Bert Roger
- Born: 5 January 1920 Elham, Kent, England
- Died: March 1995 (aged 75) Kent, England
- Nationality: British (English)

Career history
- 1946, 1953–1955: West Ham Hammers
- 1948: Exeter Falcons
- 1949–1952: New Cross Rangers
- 1956: Poole Pirates
- 1962: Plymouth Devils

Individual honours
- 1952: World Championship finalist (inj)

Team honours
- 1948: National League Div 3 Champion

= Bert Roger =

British speedway rider

Albert Otho Roger (1920–1995) better known as Bert Roger was a speedway rider from England.

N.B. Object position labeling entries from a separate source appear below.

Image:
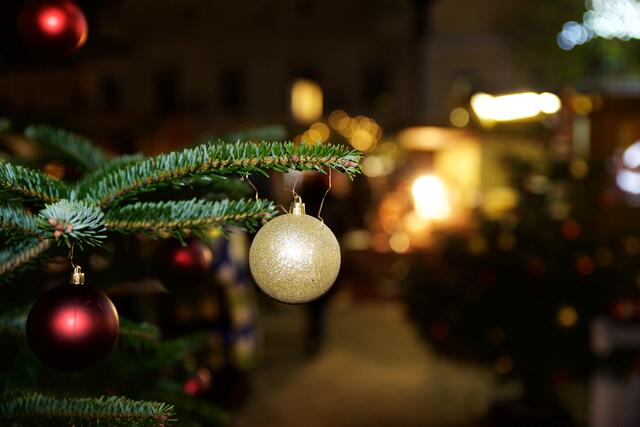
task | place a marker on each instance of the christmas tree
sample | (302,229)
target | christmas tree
(519,292)
(97,208)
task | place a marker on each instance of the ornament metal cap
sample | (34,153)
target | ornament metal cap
(77,278)
(297,207)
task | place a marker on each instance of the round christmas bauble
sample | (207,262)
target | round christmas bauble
(294,258)
(72,326)
(53,26)
(189,261)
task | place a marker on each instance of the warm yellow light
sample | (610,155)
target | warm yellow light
(459,117)
(399,242)
(362,140)
(306,101)
(549,103)
(322,129)
(430,198)
(312,136)
(336,119)
(373,166)
(567,316)
(515,106)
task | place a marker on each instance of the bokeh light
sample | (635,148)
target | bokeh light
(516,106)
(430,198)
(306,101)
(459,117)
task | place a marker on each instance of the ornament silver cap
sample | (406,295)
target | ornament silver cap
(77,278)
(297,207)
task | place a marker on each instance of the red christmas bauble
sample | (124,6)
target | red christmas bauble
(72,326)
(185,262)
(53,26)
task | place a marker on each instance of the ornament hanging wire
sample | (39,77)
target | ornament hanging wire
(324,197)
(73,244)
(246,177)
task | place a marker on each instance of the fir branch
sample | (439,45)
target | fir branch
(5,125)
(182,217)
(19,254)
(14,219)
(72,221)
(263,133)
(112,165)
(35,408)
(79,149)
(14,321)
(30,184)
(216,159)
(136,335)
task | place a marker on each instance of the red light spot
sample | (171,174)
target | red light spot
(52,20)
(71,323)
(191,386)
(184,258)
(440,331)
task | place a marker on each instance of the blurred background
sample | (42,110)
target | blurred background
(490,271)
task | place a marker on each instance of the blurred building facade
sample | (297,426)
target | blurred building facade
(230,65)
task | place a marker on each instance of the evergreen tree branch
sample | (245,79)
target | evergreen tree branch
(5,125)
(182,217)
(263,133)
(72,221)
(19,254)
(15,219)
(215,159)
(137,335)
(79,149)
(113,165)
(35,408)
(30,184)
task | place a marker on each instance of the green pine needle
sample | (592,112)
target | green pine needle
(15,219)
(20,254)
(72,221)
(80,150)
(30,184)
(183,217)
(217,159)
(34,408)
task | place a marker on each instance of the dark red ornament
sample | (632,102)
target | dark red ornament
(72,326)
(185,262)
(53,27)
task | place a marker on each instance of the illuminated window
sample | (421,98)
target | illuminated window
(306,101)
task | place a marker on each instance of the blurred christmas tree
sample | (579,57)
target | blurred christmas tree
(519,292)
(106,211)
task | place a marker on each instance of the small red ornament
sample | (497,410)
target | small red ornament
(186,262)
(72,326)
(53,26)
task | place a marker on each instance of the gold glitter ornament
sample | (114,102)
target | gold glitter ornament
(294,258)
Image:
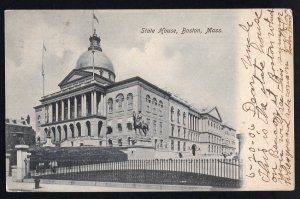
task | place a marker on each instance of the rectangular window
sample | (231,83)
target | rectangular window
(129,126)
(160,127)
(119,127)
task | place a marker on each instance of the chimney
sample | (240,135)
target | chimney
(28,119)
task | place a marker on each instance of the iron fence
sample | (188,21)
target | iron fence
(216,172)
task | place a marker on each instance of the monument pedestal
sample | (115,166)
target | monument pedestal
(48,143)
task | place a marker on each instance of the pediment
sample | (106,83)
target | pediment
(215,113)
(73,76)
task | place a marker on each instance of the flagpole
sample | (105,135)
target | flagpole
(93,22)
(93,46)
(43,73)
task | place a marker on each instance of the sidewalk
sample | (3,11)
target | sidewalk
(77,186)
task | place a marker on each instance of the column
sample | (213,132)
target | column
(50,113)
(75,107)
(84,103)
(193,122)
(92,103)
(69,109)
(62,110)
(95,102)
(56,109)
(104,105)
(82,106)
(100,110)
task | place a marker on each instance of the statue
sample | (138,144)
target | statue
(139,124)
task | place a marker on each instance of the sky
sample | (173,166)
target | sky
(200,68)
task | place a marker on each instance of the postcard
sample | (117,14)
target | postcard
(149,100)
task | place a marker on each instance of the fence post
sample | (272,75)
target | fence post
(21,156)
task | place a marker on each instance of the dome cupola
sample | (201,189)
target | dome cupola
(95,58)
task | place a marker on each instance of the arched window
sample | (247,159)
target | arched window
(172,113)
(66,131)
(184,116)
(160,104)
(78,126)
(88,127)
(129,101)
(110,105)
(119,102)
(148,102)
(154,102)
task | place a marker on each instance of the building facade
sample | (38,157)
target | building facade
(18,131)
(92,109)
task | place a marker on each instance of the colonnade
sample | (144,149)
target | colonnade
(194,122)
(86,104)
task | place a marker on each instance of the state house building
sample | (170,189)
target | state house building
(92,109)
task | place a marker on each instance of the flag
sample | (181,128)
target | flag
(109,130)
(94,17)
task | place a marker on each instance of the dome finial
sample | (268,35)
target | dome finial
(95,42)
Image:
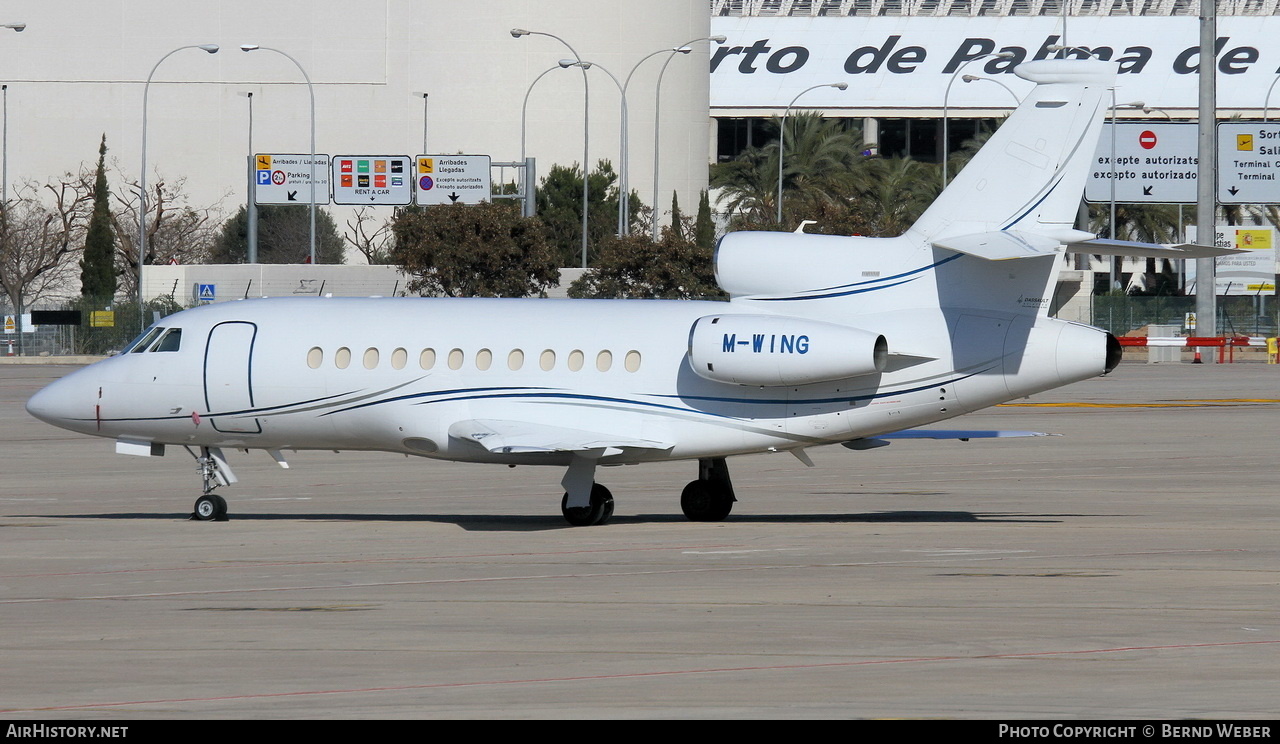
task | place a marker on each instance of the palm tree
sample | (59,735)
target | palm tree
(821,158)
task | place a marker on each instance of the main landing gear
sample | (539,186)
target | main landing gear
(594,514)
(214,471)
(709,498)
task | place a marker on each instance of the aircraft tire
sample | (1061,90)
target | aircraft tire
(597,514)
(210,507)
(704,501)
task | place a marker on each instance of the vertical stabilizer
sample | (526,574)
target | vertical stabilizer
(1031,173)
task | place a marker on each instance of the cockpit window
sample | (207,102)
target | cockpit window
(172,341)
(144,341)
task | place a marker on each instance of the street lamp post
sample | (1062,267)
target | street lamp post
(312,92)
(1115,260)
(142,176)
(946,100)
(251,205)
(1266,101)
(586,114)
(976,78)
(657,119)
(782,133)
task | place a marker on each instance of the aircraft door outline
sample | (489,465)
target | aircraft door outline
(229,375)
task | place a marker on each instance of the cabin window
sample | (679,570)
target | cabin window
(170,341)
(144,341)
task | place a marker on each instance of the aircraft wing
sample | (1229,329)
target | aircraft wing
(1005,245)
(502,436)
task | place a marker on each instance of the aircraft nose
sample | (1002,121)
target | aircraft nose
(56,404)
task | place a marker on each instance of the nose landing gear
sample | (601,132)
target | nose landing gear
(214,471)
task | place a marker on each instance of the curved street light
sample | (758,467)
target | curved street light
(782,133)
(976,78)
(657,119)
(586,114)
(311,90)
(946,97)
(142,176)
(1266,101)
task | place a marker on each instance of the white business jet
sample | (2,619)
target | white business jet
(826,339)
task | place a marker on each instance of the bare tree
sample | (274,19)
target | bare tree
(41,229)
(374,242)
(176,229)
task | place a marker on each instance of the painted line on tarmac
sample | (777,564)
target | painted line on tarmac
(228,565)
(1187,404)
(650,674)
(588,575)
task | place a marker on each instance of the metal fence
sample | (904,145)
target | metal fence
(1244,315)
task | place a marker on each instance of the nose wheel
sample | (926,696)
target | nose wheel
(210,507)
(214,471)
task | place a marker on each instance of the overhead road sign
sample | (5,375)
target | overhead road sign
(453,179)
(1248,163)
(1252,270)
(287,178)
(373,179)
(1155,164)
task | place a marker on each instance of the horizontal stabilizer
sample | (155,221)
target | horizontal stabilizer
(507,437)
(1110,247)
(963,434)
(1001,245)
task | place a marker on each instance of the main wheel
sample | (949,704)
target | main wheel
(704,501)
(597,514)
(210,507)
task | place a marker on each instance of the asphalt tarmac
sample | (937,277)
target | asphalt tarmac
(1128,569)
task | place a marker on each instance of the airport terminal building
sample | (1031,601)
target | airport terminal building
(400,77)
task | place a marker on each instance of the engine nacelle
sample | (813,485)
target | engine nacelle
(771,350)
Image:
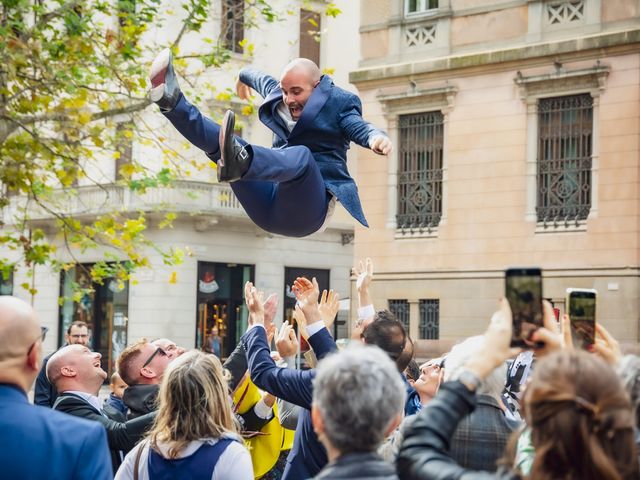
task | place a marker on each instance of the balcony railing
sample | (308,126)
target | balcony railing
(182,197)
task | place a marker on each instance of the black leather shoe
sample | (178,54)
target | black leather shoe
(235,159)
(165,91)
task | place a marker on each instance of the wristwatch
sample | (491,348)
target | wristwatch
(468,379)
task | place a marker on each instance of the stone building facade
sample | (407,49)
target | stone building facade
(516,125)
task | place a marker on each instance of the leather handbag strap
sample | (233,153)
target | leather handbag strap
(136,465)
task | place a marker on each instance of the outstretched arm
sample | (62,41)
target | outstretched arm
(261,82)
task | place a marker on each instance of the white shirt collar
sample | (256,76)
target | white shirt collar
(91,399)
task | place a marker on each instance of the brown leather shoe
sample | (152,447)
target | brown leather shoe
(165,91)
(234,158)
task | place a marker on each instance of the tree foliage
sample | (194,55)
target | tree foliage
(72,89)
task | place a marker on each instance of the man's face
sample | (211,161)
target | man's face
(117,388)
(297,86)
(78,336)
(430,378)
(86,364)
(170,348)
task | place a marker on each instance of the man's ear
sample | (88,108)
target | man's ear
(68,371)
(147,372)
(316,420)
(394,424)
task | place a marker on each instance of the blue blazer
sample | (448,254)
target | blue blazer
(330,120)
(308,455)
(37,442)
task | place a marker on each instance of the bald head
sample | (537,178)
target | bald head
(19,327)
(303,65)
(298,81)
(19,342)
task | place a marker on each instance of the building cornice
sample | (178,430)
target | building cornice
(625,40)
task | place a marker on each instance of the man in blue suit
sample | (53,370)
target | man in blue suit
(36,441)
(307,456)
(289,189)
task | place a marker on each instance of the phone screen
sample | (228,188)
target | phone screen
(524,293)
(582,313)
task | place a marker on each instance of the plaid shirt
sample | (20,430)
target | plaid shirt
(481,437)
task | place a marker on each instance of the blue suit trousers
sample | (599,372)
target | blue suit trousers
(283,191)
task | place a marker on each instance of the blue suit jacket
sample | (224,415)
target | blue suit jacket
(330,120)
(37,442)
(307,456)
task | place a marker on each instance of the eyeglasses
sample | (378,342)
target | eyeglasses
(43,334)
(158,351)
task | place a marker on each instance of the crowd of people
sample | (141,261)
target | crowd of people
(367,411)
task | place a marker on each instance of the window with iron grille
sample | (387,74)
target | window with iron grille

He earned 11 international caps for the England national speedway team.

== Speedway career ==
Roger rode in the top tier of British Speedway from 1948 to 1956, riding primarily for New Cross Rangers and West Ham Hammers. He was a leading rider in the early 1950s and finished in the top ten UK averages during the 1952 Speedway National League riding for New Cross.

Roger qualified for the final of the 1952 Individual Speedway World Championship but was unable to take his place due to injury.

== Family ==
Roger's brothers Bob and Cyril were both speedway riders and all three brothers rode at the same time for New Cross.